Le sembianze della bambina sono state ricreate dai tecnici della simulazione partendo dal materiale fotografico raccolto appositamente. Il modello tridimensionale che ne è risultato è stato posizionato in un’ambientazione digitale nella quale la madre ha potuto rivedere brevemente la figlia perduta.

La realtà virtuale non è solamente una tecnologia dedicata a svago o intrattenimento: poter entrare in un mondo digitale da vivere in prima persona è un’esperienza che per certi versi può toccare nel profondo la vita di una persona. È successo in corea del sud a Jang Ji-sung, una madre che nel 2016 ha perso sua figlia Nayeon a soli 7 anni per una malattia incurabile, e che nei giorni scorsi l’ha potuta reincontrare in realtà virtuale grazie al lavoro di alcuni sviluppatori che ne hanno ricreato le sembianze.

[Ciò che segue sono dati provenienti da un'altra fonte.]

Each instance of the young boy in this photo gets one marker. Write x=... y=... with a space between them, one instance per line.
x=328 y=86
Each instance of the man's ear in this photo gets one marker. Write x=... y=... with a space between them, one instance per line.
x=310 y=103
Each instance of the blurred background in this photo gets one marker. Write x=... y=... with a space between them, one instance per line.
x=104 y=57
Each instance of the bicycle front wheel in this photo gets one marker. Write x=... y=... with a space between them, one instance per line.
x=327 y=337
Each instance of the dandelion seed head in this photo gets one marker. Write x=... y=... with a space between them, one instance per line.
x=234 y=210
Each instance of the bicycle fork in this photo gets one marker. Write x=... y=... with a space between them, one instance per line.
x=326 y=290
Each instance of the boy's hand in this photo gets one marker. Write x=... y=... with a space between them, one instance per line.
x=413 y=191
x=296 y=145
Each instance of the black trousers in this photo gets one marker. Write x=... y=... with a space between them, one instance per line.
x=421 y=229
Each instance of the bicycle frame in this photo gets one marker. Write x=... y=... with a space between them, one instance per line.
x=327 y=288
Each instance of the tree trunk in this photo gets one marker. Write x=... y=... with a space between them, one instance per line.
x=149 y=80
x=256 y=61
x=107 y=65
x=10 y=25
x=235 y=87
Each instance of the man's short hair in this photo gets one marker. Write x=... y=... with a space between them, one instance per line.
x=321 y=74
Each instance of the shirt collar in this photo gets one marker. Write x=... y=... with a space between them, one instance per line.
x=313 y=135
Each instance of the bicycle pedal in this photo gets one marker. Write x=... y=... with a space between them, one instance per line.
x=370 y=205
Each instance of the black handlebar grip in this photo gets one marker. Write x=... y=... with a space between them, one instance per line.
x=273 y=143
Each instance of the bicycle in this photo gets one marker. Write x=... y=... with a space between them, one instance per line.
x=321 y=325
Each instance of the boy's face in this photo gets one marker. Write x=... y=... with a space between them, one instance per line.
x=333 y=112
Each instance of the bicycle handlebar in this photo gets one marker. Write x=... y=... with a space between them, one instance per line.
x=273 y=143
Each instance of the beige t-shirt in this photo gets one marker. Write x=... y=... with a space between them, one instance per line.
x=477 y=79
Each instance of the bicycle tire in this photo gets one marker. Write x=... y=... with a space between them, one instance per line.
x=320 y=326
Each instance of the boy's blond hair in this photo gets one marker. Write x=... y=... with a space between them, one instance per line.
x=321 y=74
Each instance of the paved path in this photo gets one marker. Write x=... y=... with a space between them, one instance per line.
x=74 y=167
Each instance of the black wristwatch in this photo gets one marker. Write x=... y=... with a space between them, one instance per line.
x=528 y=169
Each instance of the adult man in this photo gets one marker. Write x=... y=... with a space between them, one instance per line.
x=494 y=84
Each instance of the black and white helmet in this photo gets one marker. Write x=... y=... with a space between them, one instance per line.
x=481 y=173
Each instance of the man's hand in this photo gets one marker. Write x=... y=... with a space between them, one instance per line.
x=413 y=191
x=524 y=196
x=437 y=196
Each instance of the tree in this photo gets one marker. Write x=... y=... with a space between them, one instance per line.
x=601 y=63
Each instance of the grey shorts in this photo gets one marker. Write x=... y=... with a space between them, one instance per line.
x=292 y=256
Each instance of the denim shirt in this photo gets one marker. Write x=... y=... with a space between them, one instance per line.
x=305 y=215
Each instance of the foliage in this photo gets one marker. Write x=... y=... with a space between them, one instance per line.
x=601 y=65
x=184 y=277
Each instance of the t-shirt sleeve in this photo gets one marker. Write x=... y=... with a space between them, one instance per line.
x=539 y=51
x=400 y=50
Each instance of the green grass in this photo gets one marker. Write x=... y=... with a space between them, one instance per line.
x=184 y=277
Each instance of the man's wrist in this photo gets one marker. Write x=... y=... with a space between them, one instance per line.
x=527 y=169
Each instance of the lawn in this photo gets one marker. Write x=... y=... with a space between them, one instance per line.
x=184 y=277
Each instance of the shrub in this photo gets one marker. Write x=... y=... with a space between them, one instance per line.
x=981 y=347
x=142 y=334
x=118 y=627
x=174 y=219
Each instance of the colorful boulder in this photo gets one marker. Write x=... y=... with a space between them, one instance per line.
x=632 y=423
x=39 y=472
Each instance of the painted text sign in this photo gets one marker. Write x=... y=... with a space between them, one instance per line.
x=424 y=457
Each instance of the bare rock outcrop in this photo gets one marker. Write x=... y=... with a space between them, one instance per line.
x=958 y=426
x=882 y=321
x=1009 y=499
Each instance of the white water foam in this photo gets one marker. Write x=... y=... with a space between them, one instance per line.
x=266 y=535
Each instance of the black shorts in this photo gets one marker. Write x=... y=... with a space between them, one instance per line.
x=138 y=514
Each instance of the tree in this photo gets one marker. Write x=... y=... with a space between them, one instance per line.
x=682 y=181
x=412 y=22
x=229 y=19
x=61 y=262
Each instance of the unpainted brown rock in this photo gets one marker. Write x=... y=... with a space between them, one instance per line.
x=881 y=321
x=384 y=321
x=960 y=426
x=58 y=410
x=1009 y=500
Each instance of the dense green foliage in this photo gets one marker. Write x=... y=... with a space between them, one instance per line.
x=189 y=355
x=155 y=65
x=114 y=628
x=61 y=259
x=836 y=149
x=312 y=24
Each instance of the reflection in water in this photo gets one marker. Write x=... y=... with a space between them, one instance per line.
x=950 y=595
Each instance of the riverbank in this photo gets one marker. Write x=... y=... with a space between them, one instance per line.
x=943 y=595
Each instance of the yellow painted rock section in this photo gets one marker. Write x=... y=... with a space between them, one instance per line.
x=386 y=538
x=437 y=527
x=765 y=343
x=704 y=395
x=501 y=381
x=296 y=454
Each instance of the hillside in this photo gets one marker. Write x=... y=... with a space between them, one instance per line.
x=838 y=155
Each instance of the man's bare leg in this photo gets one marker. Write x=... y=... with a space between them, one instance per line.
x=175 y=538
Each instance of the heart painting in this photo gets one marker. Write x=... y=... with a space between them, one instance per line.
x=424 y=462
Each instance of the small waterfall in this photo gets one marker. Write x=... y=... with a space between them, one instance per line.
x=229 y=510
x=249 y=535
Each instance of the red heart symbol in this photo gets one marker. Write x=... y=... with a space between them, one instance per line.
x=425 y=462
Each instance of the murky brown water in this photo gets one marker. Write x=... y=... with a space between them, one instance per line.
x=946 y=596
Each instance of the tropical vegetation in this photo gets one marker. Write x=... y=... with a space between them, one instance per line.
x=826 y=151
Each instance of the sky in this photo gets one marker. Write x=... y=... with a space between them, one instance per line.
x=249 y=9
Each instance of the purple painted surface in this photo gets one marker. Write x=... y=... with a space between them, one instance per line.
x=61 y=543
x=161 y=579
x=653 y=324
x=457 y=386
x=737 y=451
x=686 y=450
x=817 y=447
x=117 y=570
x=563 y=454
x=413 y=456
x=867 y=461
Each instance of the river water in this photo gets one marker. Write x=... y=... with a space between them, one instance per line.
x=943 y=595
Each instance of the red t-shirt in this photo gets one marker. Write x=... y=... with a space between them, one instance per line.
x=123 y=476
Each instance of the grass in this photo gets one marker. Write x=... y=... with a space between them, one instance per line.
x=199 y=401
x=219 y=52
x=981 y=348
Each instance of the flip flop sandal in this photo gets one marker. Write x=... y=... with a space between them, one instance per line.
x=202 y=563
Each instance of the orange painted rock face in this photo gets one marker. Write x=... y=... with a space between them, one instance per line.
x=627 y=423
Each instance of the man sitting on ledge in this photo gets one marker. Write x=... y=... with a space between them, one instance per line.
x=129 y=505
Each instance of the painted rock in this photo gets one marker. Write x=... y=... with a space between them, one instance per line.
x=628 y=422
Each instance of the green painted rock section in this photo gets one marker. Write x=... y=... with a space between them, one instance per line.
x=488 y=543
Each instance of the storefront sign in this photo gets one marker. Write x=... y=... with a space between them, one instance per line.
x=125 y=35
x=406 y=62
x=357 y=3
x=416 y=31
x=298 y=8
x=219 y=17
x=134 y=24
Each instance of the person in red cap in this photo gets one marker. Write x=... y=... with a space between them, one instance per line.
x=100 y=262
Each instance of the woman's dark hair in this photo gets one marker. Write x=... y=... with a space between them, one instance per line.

L’incontro ha visto la madre scoppiare in lacrime alla vista della figlia virtuale fin dal primo minuto, ma ha richiesto otto mesi di preparazione. In questo lasso di tempo i tecnici hanno raccolto il materiale fotografico e audio della bambina per crearne un modello tridimensionale parlante, hanno assunto una piccola attrice per registrare le movenze che avrebbe dovuto avere il personaggio digitale, hanno realizzato l’ambientazione e hanno programmato l’intero svolgersi dell’esperienza affinché fosse basata sui ricordi che la madre conserva della bambina.

L’esperienza è stata toccante ma rimane lontana dall’essere perfetta. Per cominciare l’incontro ha coinvolto solo due sensi, quello dell’udito e quello della vista: la versione digitale della piccola Nayeon parla e si muove di fronte alla madre, che però non può tenerla stretta né accarezzarla. Anzi: i tentativi della madre di entrare in contatto con la figlia sono uno degli aspetti che risultano più evidenti e struggenti nel video; i sistemi di realtà virtuale del futuro colmeranno probabilmente questo vuoto in una certa misura, ma per il momento il tatto va considerato ancora un senso parzialmente off limits.

La simulazione ha altre lacune tecniche non indifferenti. Intanto la rappresentazione grafica della bambina, per quanto sofisticata, non è fotorealistica: la differenza con un vero essere umano è sottile ma si nota, e in un’esperienza simile può risultare disturbante. Inoltre, trattandosi di un software, il modello della bambina non si comporta come avrebbe fatto la vera Nayeon in presenza della mamma, ma come un algoritmo. Le due scambiano parole e gesti, ma secondo gli schemi rigidi di un sistema chiuso: non dialogano realmente e la bimba segue un percorso di azioni prestabilito che da questo punto di vista purtroppo non ha molto di diverso rispetto a un videogioco.

D’altra parte neanche una simulazione impeccabile riuscirà a riportare Nayeon tra le braccia della madre, ma in futuro sistemi simili potrebbero essere utilizzati — magari con la supervisione di un terapeuta — per elaborare la perdita di una persona amata. Per Ji-sung del resto i momenti vissuti con la versione digitale della piccola, sono sembrati “un vero paradiso”. “Nayeon — ha dichiarato la madre — mi ha chiamata col sorriso; è durato molto poco, ma è stato un momento felice. Credo di aver realizzato il sogno che ho sempre avuto”.